8
votes
Apple's MagSafe Duo charger is slower than it's MagSafe charger
@Mark Gurman:
Wow, Apple has just updated the MagSafe Duo page. The $129 charger only gets you 11 watts for charging with a 20 watt brick, or 14 watts with a 27 watt brick. That compares to 15 watts you get with the solo MagSafe charger. pic.twitter.com/Z9iWM4PGpU
A story in three tweets:
On one hand, I can kind of see the point of making the MagSafe Duo charger slower. It's like the old clock-speed CPU comparisons circa the 2000's (or now, perhaps, given Apple Silicon)—faster charging and more heat damages batteries and degrades battery health over the long term. The MagSafe Duo is clearly designed as a nightstand charger, why is speed as important here? In fact, generally, I want my nightstand charger to charge as slow as possible (to a point) to minimise battery degradation.
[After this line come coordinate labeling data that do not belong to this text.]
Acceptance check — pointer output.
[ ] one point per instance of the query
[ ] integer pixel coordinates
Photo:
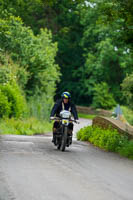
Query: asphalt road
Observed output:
(31, 168)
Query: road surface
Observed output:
(31, 168)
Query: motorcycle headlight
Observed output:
(65, 114)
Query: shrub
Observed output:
(28, 126)
(102, 97)
(5, 106)
(128, 114)
(108, 139)
(12, 102)
(127, 89)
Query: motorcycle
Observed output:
(63, 138)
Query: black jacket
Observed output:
(58, 107)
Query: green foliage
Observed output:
(86, 116)
(127, 150)
(12, 102)
(35, 53)
(109, 140)
(106, 139)
(127, 89)
(40, 107)
(10, 71)
(128, 114)
(5, 106)
(102, 97)
(28, 126)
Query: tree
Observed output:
(127, 89)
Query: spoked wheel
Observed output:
(59, 146)
(64, 139)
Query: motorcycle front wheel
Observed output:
(64, 139)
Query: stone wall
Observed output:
(106, 122)
(91, 111)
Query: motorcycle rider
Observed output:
(63, 104)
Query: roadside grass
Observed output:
(86, 116)
(30, 126)
(109, 140)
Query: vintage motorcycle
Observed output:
(63, 137)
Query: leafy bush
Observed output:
(109, 140)
(128, 114)
(12, 102)
(34, 53)
(28, 126)
(127, 88)
(102, 97)
(127, 150)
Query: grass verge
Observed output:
(29, 126)
(109, 140)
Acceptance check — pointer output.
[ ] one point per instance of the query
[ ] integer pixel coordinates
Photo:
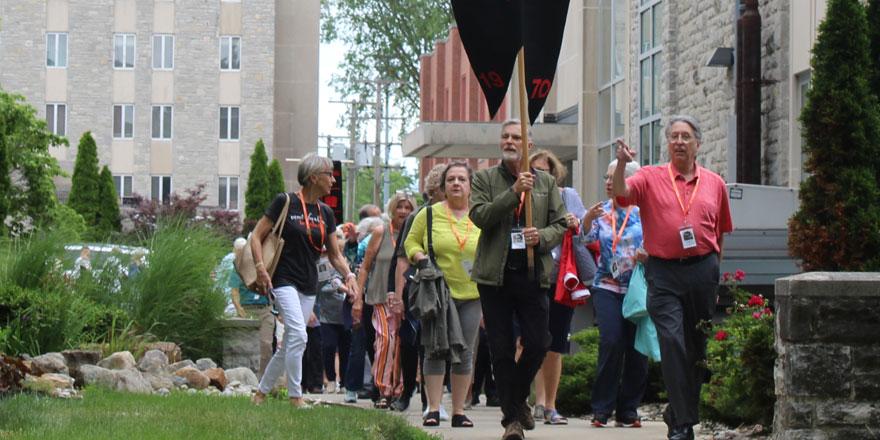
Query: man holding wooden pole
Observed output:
(510, 288)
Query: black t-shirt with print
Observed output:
(297, 265)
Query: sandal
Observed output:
(432, 419)
(461, 421)
(552, 417)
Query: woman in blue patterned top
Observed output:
(621, 371)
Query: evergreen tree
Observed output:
(108, 208)
(837, 226)
(874, 38)
(257, 196)
(276, 179)
(85, 184)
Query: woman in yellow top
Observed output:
(454, 239)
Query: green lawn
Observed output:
(109, 415)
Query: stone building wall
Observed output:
(827, 381)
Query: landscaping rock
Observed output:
(131, 380)
(154, 361)
(217, 378)
(95, 375)
(171, 350)
(121, 360)
(204, 364)
(242, 375)
(194, 378)
(159, 380)
(49, 363)
(180, 364)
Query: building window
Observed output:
(56, 50)
(160, 189)
(123, 121)
(230, 53)
(163, 52)
(229, 123)
(123, 51)
(162, 121)
(56, 118)
(123, 189)
(228, 192)
(650, 69)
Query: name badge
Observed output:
(688, 238)
(468, 266)
(517, 239)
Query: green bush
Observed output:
(740, 355)
(579, 374)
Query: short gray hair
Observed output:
(687, 119)
(310, 165)
(631, 167)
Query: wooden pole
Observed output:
(524, 152)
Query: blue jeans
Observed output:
(622, 372)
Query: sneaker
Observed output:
(538, 413)
(350, 397)
(513, 431)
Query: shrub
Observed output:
(579, 374)
(740, 355)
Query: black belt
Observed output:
(685, 260)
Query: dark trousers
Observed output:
(526, 301)
(483, 379)
(335, 338)
(621, 371)
(313, 370)
(681, 300)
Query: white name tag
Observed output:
(517, 239)
(688, 237)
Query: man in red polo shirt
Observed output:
(685, 212)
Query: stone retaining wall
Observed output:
(828, 340)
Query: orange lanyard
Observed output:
(309, 224)
(614, 233)
(684, 209)
(518, 211)
(461, 242)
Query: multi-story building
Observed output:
(175, 92)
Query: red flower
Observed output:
(756, 301)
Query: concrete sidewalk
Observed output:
(487, 424)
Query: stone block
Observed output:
(817, 371)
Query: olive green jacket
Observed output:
(493, 203)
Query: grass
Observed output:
(104, 414)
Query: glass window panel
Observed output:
(117, 122)
(233, 129)
(603, 110)
(224, 123)
(61, 120)
(224, 53)
(169, 52)
(645, 87)
(236, 53)
(118, 50)
(50, 117)
(62, 50)
(619, 105)
(223, 190)
(645, 144)
(51, 48)
(166, 122)
(233, 193)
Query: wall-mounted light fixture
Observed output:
(722, 57)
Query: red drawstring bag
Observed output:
(567, 282)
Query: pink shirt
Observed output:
(662, 215)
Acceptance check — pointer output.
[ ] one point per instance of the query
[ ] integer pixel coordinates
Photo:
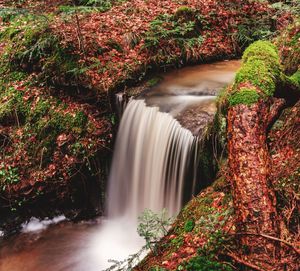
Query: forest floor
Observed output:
(61, 66)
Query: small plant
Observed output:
(153, 226)
(171, 33)
(200, 263)
(8, 175)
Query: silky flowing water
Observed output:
(153, 167)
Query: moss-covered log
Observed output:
(251, 107)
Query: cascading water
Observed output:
(153, 167)
(152, 154)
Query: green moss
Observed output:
(244, 96)
(31, 46)
(295, 78)
(263, 49)
(12, 106)
(189, 225)
(202, 263)
(261, 69)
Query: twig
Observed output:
(239, 260)
(78, 30)
(271, 238)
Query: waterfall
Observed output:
(152, 156)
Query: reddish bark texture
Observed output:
(249, 164)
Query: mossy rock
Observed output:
(244, 96)
(261, 70)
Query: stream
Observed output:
(154, 165)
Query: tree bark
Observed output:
(249, 165)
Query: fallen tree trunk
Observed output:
(251, 110)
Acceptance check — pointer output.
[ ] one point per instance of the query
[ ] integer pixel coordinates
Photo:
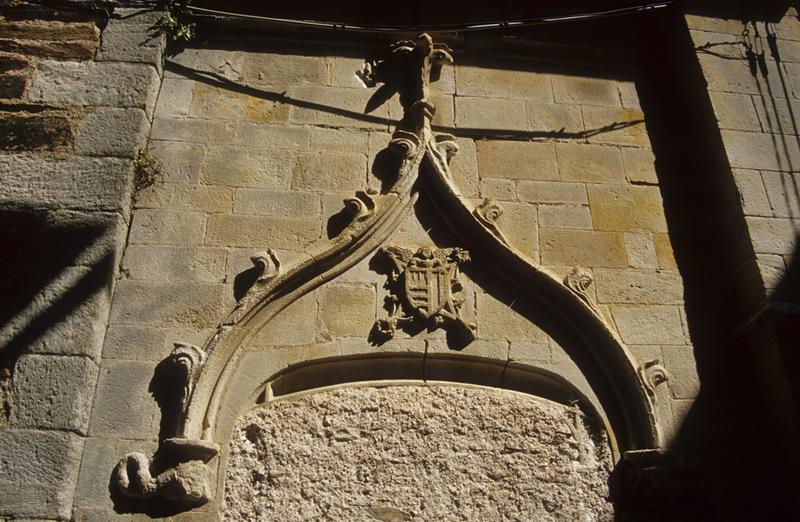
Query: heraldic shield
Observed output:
(423, 285)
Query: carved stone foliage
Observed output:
(425, 288)
(579, 281)
(488, 213)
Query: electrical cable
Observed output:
(482, 26)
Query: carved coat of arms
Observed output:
(424, 287)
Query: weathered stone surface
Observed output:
(74, 50)
(748, 150)
(679, 361)
(342, 140)
(13, 85)
(135, 342)
(346, 310)
(270, 69)
(773, 235)
(53, 392)
(589, 163)
(639, 166)
(32, 181)
(123, 405)
(276, 204)
(112, 132)
(517, 160)
(783, 190)
(752, 194)
(503, 83)
(274, 136)
(641, 250)
(519, 224)
(132, 38)
(554, 118)
(39, 473)
(778, 115)
(735, 112)
(649, 324)
(490, 113)
(335, 106)
(330, 172)
(196, 198)
(224, 63)
(96, 83)
(626, 208)
(175, 98)
(239, 167)
(559, 247)
(772, 269)
(664, 253)
(499, 189)
(199, 304)
(638, 287)
(295, 325)
(153, 226)
(628, 95)
(496, 320)
(46, 130)
(180, 162)
(553, 193)
(464, 168)
(527, 352)
(563, 216)
(362, 456)
(261, 231)
(582, 90)
(616, 126)
(175, 263)
(194, 131)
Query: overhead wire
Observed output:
(478, 26)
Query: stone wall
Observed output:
(260, 141)
(260, 148)
(77, 95)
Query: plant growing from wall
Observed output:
(176, 23)
(146, 171)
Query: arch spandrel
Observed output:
(217, 370)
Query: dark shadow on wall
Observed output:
(219, 81)
(35, 248)
(743, 427)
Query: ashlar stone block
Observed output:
(503, 83)
(159, 303)
(261, 231)
(53, 392)
(627, 208)
(347, 310)
(752, 194)
(517, 160)
(559, 247)
(638, 287)
(490, 114)
(330, 172)
(584, 90)
(649, 324)
(96, 83)
(39, 473)
(589, 163)
(616, 126)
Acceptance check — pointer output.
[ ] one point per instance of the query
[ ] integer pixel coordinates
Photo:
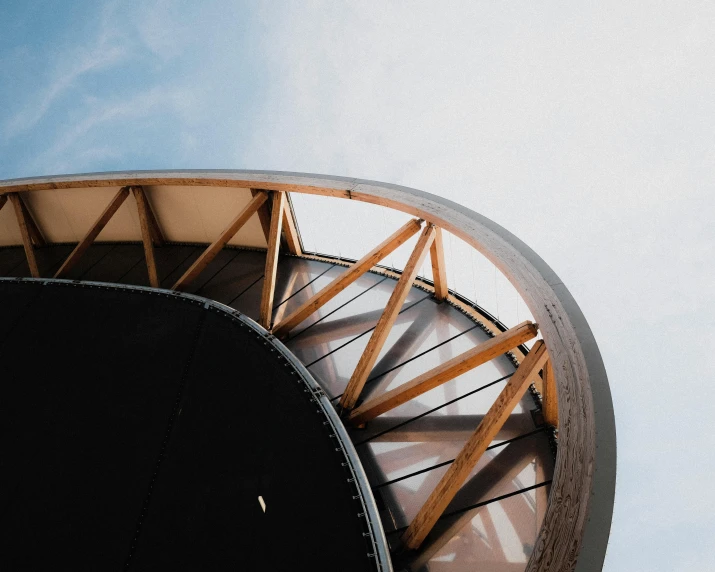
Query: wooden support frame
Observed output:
(435, 377)
(549, 401)
(269, 276)
(439, 268)
(387, 319)
(25, 222)
(93, 232)
(475, 447)
(290, 229)
(156, 234)
(147, 235)
(348, 277)
(36, 235)
(215, 247)
(264, 212)
(576, 528)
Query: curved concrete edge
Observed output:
(381, 553)
(577, 522)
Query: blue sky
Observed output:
(588, 129)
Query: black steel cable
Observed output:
(438, 465)
(198, 290)
(251, 285)
(433, 410)
(193, 251)
(338, 308)
(303, 288)
(480, 504)
(98, 261)
(365, 332)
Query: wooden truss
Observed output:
(277, 222)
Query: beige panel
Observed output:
(176, 210)
(185, 214)
(199, 214)
(46, 209)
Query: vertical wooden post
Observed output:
(269, 278)
(475, 447)
(93, 232)
(387, 319)
(550, 404)
(215, 247)
(24, 224)
(439, 269)
(145, 224)
(290, 230)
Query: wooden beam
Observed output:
(35, 234)
(439, 269)
(549, 403)
(269, 276)
(484, 352)
(387, 319)
(93, 232)
(264, 213)
(145, 224)
(210, 253)
(494, 479)
(475, 447)
(156, 234)
(347, 277)
(23, 223)
(290, 230)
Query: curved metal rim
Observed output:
(377, 535)
(578, 518)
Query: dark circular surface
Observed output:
(138, 430)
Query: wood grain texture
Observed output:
(156, 233)
(439, 268)
(93, 232)
(269, 277)
(475, 447)
(217, 245)
(348, 277)
(550, 406)
(22, 222)
(290, 230)
(264, 213)
(145, 225)
(387, 319)
(577, 522)
(484, 352)
(36, 235)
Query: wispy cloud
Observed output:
(105, 50)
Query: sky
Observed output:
(585, 128)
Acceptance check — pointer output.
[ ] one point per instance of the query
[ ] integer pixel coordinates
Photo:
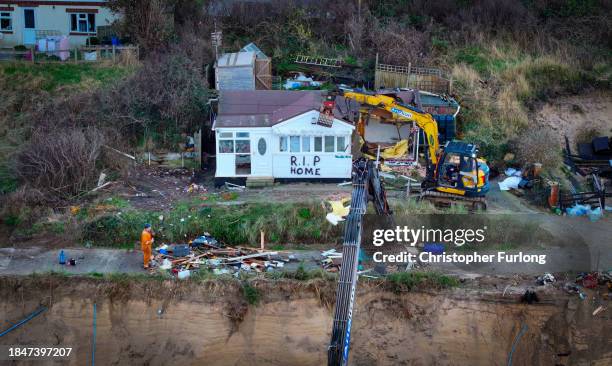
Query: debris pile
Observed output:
(205, 252)
(331, 260)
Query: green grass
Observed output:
(54, 76)
(233, 225)
(8, 182)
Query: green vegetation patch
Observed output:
(234, 225)
(54, 76)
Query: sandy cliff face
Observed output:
(160, 325)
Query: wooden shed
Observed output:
(249, 69)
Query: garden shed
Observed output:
(249, 69)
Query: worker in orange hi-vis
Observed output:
(146, 244)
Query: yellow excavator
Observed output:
(454, 171)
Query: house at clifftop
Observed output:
(268, 135)
(24, 22)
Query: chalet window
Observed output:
(329, 143)
(294, 143)
(282, 144)
(83, 23)
(243, 164)
(6, 21)
(240, 145)
(261, 146)
(341, 144)
(226, 146)
(318, 144)
(305, 143)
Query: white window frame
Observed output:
(7, 15)
(87, 23)
(333, 150)
(234, 137)
(341, 148)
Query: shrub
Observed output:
(534, 146)
(60, 163)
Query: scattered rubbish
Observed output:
(509, 183)
(234, 187)
(184, 274)
(598, 310)
(180, 250)
(194, 187)
(545, 279)
(206, 252)
(332, 260)
(339, 210)
(166, 264)
(205, 240)
(530, 296)
(511, 172)
(585, 210)
(588, 280)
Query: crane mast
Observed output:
(366, 186)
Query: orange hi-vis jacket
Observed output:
(146, 241)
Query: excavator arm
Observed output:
(366, 186)
(406, 113)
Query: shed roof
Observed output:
(252, 47)
(236, 59)
(266, 108)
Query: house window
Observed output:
(282, 144)
(226, 146)
(226, 143)
(6, 21)
(294, 143)
(318, 144)
(261, 146)
(83, 23)
(243, 164)
(305, 143)
(240, 145)
(329, 143)
(340, 144)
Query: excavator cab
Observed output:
(459, 170)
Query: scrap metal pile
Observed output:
(205, 252)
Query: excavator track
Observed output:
(448, 199)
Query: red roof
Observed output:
(266, 108)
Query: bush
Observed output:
(537, 145)
(60, 163)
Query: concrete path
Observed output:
(24, 261)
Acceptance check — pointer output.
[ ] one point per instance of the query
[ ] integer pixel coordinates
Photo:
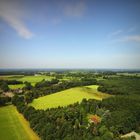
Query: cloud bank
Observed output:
(11, 13)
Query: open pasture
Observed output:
(68, 97)
(13, 126)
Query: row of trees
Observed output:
(67, 123)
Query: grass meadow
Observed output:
(13, 126)
(67, 97)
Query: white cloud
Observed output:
(11, 13)
(134, 38)
(75, 10)
(116, 33)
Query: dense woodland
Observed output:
(99, 120)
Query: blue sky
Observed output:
(70, 34)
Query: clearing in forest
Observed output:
(13, 126)
(68, 97)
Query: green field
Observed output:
(13, 126)
(16, 86)
(68, 96)
(31, 79)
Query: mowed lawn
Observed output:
(13, 126)
(68, 96)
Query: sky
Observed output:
(70, 34)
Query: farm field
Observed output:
(13, 126)
(31, 79)
(68, 97)
(16, 86)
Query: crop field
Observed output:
(13, 126)
(16, 86)
(31, 79)
(68, 97)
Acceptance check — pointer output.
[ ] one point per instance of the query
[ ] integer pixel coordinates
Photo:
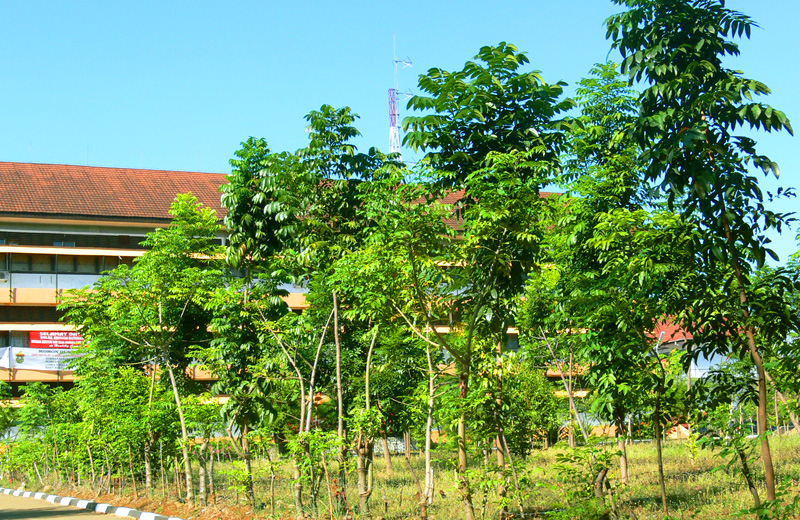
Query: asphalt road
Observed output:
(18, 508)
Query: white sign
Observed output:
(48, 359)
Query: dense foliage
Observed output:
(458, 305)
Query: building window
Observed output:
(25, 263)
(43, 263)
(66, 264)
(87, 264)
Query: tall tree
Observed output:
(154, 311)
(689, 109)
(490, 105)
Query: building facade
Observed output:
(61, 226)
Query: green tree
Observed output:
(689, 109)
(154, 311)
(490, 105)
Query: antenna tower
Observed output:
(394, 123)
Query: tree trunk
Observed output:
(427, 496)
(463, 480)
(792, 415)
(203, 472)
(148, 467)
(363, 470)
(339, 400)
(187, 462)
(387, 457)
(623, 452)
(248, 466)
(297, 495)
(748, 477)
(660, 455)
(766, 452)
(502, 486)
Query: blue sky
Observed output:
(178, 85)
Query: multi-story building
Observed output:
(60, 227)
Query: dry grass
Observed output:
(700, 489)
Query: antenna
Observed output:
(394, 124)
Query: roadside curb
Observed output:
(125, 512)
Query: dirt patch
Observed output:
(165, 506)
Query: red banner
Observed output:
(55, 339)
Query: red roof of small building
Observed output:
(69, 191)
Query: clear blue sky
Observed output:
(178, 85)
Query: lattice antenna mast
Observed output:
(394, 120)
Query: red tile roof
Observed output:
(59, 190)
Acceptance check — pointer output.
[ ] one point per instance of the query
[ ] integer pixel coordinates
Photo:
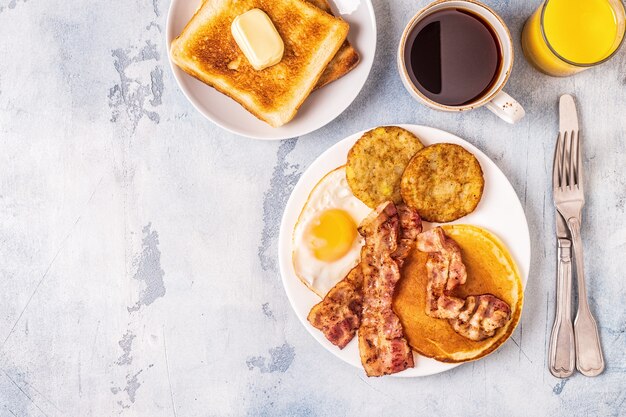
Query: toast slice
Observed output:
(207, 50)
(343, 62)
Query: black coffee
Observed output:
(453, 57)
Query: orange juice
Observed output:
(564, 37)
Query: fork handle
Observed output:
(562, 351)
(589, 360)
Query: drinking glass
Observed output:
(552, 38)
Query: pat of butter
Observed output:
(258, 38)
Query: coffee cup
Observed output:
(457, 55)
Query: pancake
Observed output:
(490, 269)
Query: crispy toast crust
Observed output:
(206, 50)
(343, 62)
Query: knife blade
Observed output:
(562, 359)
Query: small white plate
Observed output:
(499, 211)
(319, 109)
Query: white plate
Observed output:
(319, 109)
(499, 211)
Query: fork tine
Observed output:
(557, 163)
(567, 160)
(579, 162)
(563, 160)
(573, 160)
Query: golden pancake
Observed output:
(490, 269)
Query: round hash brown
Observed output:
(376, 163)
(443, 182)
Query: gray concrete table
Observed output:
(138, 270)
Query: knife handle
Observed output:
(589, 358)
(562, 351)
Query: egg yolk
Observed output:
(331, 234)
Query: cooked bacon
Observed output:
(410, 227)
(481, 316)
(476, 317)
(445, 270)
(338, 315)
(382, 345)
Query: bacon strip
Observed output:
(382, 345)
(338, 315)
(446, 271)
(481, 316)
(477, 317)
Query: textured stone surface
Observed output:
(138, 270)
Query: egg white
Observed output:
(331, 192)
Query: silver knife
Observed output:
(562, 352)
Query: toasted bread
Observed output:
(344, 61)
(490, 270)
(207, 50)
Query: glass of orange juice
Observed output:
(564, 37)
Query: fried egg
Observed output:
(326, 242)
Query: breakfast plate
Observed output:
(320, 108)
(499, 211)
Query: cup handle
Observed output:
(506, 107)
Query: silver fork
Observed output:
(569, 198)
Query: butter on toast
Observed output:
(343, 62)
(207, 50)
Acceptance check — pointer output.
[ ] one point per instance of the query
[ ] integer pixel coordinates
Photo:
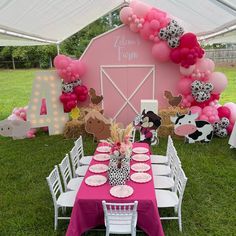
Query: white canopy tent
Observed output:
(36, 22)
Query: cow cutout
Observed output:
(17, 129)
(193, 131)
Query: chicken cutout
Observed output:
(95, 100)
(173, 101)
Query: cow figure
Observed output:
(17, 129)
(186, 125)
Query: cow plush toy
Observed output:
(192, 130)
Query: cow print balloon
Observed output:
(201, 91)
(220, 127)
(171, 34)
(67, 87)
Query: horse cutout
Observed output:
(97, 124)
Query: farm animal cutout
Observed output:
(17, 129)
(173, 101)
(192, 130)
(148, 123)
(220, 127)
(94, 98)
(97, 125)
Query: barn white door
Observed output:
(123, 87)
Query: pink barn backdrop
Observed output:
(121, 67)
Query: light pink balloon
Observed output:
(196, 109)
(154, 24)
(125, 13)
(140, 9)
(203, 117)
(133, 27)
(184, 86)
(187, 71)
(161, 51)
(219, 81)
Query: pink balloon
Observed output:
(232, 107)
(203, 117)
(161, 51)
(196, 109)
(154, 24)
(224, 112)
(140, 9)
(133, 27)
(184, 86)
(187, 71)
(219, 81)
(125, 13)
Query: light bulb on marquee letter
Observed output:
(47, 85)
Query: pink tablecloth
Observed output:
(87, 212)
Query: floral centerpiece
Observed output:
(121, 149)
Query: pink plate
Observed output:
(141, 177)
(140, 167)
(103, 149)
(95, 180)
(98, 168)
(140, 157)
(140, 150)
(101, 157)
(121, 191)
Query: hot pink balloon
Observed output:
(184, 86)
(219, 81)
(224, 112)
(161, 51)
(187, 71)
(125, 13)
(196, 109)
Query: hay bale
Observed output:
(74, 128)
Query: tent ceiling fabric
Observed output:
(54, 21)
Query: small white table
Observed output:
(232, 139)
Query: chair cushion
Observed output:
(166, 198)
(159, 159)
(75, 183)
(85, 160)
(163, 182)
(81, 170)
(67, 199)
(161, 169)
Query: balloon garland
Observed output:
(71, 71)
(199, 85)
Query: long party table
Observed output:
(88, 213)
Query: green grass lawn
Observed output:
(25, 202)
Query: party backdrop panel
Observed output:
(121, 67)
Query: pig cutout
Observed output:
(192, 130)
(17, 129)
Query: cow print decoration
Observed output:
(220, 127)
(201, 91)
(118, 176)
(171, 33)
(67, 87)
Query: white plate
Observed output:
(121, 191)
(101, 157)
(140, 150)
(98, 168)
(103, 149)
(140, 157)
(140, 167)
(95, 180)
(141, 177)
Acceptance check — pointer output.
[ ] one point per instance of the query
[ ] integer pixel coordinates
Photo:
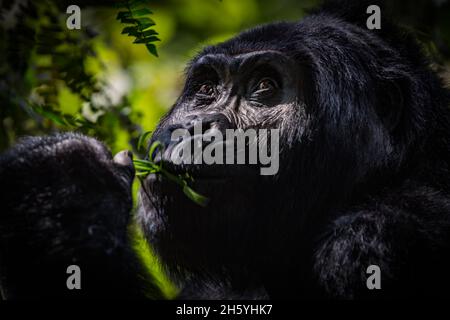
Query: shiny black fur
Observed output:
(364, 179)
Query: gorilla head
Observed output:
(355, 111)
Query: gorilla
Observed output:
(363, 179)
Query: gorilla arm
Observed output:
(66, 201)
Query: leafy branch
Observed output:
(146, 167)
(135, 15)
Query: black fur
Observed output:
(364, 179)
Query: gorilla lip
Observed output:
(212, 149)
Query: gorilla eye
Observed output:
(265, 86)
(207, 90)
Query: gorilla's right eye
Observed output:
(207, 90)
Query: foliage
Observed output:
(139, 23)
(146, 167)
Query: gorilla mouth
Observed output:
(202, 171)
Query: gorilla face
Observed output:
(336, 92)
(256, 90)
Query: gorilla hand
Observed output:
(66, 201)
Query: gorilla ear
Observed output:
(391, 102)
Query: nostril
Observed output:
(124, 158)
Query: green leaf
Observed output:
(147, 40)
(152, 49)
(130, 30)
(146, 25)
(149, 33)
(145, 21)
(140, 12)
(124, 15)
(142, 139)
(155, 145)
Evaluating this product on a single metric feels somewhat misguided. It's not a charger designed for use during the day when it might be more time-critical for the battery to top up faster.
This shouldn't be a matter of the charger. It should be handled by the device. IIRC my iPhone will charge more slowly when it realizes it's doing an overnight charge. The user has the option to disable that, though. There's no reason to praise Apple's wattage choice on this new charger.
Are you thinking of battery health monitoring in iPhones, Watches, and AirPods? My understanding is that they'll charge up to 80% when they recognise it's an overnight charge, but otherwise the charging speed is the same, although approaching 80% it'll asymptotically approach zero—which is a side effect of reaching the desired charge state, rather than an intentional decision to slow the rate of charge.
I'm not aware of Apple's software explicitly slowing the rate of charge as a first order effect for overnighting, happy to read data that says otherwise however.